- Promotion: Tachi Palace Fights
- Date: August 5, 2011
- Venue: Tachi Palace Hotel and Casino
- City: Lemoore, California

Event chronology
| TPF 9: The Contenders | TPF 10: Let the Chips Fall | TPF 11: Tachi Palace Fights 11 |

= Tachi Palace Fights 10 =

Mixed martial arts event in 2011

Tachi Palace Fights 10 was a mixed martial arts event held by Tachi Palace Fights (TPF), on August 5, 2011 at the Tachi Palace Hotel and Casino in Lemoore, California.

==Background==
Former TPF Featherweight Champion Isaac De Jesus was scheduled to take on Eddie Yagin in a bout for the vacant title, but it was announced on May 27, 2011 that former Bellator Featherweight Champion Joe Soto was to replace De Jesus because of a failed drugs test and subsequent suspension following TPF 9. The bout was still for the title.

On July 15, an undisclosed injury forced Andre Galvao out of his fight with Jorge Lopez.Strikeforce veteran David Marshall stepped in as Galvao's replacement.

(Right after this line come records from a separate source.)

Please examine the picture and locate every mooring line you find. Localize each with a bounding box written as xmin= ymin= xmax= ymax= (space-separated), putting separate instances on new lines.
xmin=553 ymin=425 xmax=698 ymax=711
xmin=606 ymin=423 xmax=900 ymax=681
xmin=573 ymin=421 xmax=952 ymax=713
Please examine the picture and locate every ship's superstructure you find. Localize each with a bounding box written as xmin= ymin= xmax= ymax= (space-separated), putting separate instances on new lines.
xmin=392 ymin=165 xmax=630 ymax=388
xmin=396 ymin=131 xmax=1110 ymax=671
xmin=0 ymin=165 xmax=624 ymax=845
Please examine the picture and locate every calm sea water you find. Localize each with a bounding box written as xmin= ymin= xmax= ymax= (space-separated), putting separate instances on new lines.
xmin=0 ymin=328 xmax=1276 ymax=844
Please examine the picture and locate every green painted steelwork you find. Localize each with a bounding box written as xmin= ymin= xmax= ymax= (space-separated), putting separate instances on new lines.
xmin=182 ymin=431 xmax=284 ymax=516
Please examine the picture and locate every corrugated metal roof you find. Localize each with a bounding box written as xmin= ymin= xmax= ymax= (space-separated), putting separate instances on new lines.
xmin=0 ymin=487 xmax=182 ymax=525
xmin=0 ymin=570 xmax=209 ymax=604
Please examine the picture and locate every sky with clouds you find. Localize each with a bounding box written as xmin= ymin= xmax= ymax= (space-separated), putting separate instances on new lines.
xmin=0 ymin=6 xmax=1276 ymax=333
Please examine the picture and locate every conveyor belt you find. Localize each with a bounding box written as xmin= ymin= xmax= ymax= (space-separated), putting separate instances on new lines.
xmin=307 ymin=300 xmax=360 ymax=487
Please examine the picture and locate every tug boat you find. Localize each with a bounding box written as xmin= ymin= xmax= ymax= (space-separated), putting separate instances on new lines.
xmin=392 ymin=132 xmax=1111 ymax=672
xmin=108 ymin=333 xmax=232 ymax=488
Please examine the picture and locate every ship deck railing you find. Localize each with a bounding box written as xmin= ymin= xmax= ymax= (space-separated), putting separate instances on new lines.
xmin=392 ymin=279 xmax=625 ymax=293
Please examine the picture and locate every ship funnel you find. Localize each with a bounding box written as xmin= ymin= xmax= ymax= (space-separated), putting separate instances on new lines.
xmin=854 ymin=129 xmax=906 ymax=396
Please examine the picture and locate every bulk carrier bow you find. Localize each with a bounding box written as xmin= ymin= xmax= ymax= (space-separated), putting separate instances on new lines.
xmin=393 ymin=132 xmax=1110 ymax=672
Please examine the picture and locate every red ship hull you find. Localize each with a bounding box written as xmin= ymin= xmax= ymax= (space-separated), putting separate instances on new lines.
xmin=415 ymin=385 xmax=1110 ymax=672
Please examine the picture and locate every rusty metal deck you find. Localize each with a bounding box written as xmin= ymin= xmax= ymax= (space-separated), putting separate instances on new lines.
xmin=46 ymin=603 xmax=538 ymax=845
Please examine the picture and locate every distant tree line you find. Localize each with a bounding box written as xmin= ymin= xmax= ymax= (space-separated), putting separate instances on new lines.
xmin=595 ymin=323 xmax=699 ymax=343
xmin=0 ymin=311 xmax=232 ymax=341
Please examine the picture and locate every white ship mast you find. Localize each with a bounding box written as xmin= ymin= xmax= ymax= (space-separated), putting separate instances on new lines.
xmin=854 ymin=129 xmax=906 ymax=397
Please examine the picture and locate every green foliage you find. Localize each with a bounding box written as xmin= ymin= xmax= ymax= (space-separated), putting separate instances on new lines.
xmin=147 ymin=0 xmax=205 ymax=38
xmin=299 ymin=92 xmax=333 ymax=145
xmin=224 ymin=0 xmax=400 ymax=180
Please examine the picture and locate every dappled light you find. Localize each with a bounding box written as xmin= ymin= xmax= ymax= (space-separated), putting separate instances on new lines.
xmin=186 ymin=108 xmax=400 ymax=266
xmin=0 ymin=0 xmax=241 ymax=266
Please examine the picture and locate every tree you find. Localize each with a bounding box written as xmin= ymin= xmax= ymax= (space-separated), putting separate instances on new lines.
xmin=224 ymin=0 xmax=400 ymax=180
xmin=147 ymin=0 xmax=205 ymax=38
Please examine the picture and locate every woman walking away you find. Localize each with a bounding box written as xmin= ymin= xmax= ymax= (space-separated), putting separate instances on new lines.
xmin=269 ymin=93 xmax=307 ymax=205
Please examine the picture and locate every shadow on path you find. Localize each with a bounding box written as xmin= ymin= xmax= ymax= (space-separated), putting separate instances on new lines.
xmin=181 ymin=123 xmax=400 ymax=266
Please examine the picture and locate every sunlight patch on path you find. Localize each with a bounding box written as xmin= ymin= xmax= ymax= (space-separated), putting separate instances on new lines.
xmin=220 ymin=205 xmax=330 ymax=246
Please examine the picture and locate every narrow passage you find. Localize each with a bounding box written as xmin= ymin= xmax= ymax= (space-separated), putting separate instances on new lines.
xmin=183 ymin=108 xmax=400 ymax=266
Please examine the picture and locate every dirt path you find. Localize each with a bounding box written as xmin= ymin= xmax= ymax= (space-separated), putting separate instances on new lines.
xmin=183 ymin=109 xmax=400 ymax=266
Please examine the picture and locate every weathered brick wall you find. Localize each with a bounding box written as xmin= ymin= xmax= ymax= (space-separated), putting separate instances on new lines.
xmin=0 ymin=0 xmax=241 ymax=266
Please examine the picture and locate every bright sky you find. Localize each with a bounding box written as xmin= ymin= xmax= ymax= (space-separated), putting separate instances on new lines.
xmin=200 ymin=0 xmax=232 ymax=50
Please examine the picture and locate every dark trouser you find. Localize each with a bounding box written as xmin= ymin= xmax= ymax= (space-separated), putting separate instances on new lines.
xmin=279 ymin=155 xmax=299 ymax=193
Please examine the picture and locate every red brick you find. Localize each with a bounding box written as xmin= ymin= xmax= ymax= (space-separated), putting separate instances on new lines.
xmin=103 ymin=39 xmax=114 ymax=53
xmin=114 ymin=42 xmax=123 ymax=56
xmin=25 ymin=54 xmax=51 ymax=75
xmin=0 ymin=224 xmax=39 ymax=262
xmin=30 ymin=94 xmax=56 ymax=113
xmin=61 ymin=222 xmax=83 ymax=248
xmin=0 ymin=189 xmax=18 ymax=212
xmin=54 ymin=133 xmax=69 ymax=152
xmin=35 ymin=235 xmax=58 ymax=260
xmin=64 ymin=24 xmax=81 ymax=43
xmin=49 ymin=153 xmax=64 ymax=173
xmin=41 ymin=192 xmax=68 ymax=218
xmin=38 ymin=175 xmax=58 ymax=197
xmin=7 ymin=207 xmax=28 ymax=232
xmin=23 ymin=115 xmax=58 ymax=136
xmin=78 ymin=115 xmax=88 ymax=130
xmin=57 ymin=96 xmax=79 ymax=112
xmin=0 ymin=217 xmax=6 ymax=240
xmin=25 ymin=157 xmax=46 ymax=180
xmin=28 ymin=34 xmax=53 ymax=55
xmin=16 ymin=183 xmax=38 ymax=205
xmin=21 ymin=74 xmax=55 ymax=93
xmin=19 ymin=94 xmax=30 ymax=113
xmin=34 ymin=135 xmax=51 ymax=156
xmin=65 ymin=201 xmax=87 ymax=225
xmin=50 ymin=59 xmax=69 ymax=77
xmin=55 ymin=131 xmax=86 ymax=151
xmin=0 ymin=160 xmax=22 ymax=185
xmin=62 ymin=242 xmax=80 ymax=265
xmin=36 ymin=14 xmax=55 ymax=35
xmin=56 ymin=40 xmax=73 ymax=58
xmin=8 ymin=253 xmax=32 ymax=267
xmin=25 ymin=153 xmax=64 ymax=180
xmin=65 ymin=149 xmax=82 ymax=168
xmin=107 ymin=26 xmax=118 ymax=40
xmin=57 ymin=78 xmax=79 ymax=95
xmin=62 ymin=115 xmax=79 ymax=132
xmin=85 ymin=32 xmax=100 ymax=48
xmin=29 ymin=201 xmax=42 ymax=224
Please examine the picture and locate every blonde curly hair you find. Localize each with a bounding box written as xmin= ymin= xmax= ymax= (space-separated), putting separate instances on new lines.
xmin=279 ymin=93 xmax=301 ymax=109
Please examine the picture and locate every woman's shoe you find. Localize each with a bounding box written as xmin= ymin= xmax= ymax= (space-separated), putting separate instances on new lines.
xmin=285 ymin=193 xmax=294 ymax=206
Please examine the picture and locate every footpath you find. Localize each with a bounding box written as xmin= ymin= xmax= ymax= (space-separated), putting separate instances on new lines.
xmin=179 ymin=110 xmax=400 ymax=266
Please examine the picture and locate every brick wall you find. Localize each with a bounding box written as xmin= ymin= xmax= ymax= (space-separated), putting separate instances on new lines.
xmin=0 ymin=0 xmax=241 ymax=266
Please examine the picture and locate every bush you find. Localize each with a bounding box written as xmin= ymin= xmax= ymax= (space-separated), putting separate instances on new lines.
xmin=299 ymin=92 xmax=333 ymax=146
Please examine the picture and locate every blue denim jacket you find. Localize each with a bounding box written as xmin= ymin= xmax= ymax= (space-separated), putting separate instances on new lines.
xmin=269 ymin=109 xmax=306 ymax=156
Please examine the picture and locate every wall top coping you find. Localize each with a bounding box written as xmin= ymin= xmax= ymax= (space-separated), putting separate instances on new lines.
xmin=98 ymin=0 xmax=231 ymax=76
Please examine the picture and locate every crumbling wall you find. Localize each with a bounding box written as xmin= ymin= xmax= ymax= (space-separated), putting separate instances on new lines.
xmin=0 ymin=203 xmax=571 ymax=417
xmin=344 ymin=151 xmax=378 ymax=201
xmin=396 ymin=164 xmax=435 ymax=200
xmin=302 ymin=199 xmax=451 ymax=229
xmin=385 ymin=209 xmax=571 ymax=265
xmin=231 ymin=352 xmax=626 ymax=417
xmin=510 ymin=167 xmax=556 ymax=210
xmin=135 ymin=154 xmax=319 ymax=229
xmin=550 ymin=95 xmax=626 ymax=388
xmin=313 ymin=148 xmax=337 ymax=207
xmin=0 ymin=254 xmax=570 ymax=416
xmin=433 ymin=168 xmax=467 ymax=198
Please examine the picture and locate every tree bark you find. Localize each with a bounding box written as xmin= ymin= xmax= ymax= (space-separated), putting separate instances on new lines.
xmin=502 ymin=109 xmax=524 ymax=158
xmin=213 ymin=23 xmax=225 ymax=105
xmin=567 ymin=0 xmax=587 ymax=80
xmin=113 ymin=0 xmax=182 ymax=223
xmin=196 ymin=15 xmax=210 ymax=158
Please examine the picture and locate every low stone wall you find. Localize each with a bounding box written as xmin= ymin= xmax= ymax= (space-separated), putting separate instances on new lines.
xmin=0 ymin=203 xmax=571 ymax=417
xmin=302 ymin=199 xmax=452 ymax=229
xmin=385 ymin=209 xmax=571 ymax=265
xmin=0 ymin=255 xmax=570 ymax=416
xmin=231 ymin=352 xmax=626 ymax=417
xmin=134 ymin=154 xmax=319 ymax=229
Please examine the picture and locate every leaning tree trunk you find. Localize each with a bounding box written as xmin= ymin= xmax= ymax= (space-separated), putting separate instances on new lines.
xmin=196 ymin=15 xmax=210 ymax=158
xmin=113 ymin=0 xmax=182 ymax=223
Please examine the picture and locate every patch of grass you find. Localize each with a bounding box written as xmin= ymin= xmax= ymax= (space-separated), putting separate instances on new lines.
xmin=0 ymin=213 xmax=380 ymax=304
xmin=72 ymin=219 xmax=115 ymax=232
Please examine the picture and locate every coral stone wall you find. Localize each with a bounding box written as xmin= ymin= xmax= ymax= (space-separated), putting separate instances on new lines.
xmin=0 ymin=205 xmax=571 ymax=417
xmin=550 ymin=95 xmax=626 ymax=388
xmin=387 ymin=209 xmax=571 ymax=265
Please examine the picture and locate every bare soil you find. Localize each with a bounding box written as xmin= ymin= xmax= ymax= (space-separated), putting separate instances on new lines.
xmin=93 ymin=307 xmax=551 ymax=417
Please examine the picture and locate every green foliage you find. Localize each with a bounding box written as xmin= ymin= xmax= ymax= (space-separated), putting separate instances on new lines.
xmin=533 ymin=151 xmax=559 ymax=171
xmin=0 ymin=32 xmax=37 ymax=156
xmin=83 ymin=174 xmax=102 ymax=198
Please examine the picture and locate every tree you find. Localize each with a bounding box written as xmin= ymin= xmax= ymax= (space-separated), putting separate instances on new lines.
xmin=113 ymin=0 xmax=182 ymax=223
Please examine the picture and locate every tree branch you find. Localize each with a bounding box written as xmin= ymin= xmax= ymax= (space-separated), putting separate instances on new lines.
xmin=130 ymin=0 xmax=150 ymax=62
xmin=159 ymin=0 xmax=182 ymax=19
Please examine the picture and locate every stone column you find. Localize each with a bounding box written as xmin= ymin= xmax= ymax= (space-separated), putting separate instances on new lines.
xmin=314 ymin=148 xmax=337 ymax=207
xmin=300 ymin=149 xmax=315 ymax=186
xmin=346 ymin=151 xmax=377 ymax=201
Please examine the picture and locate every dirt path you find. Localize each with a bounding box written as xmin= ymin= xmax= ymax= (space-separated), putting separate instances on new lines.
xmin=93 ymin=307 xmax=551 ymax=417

TPF middleweight champion David Loiseau was originally slated to face Giva Santana, but had to pull out of the fight due to an undisclosed injury requiring surgery. Former WEC champion Doug Marshall took his place. He faced Santana in a middleweight non-title bout. The event was notable in that the free live stream provided on Sherdog.com was of unusually low quality, freezing for minutes at a time. As a result of this, a meme has started, dubbing TPF 10 as "Let the Stream Fail", rather than the events actual name,"Let the Chips Fall".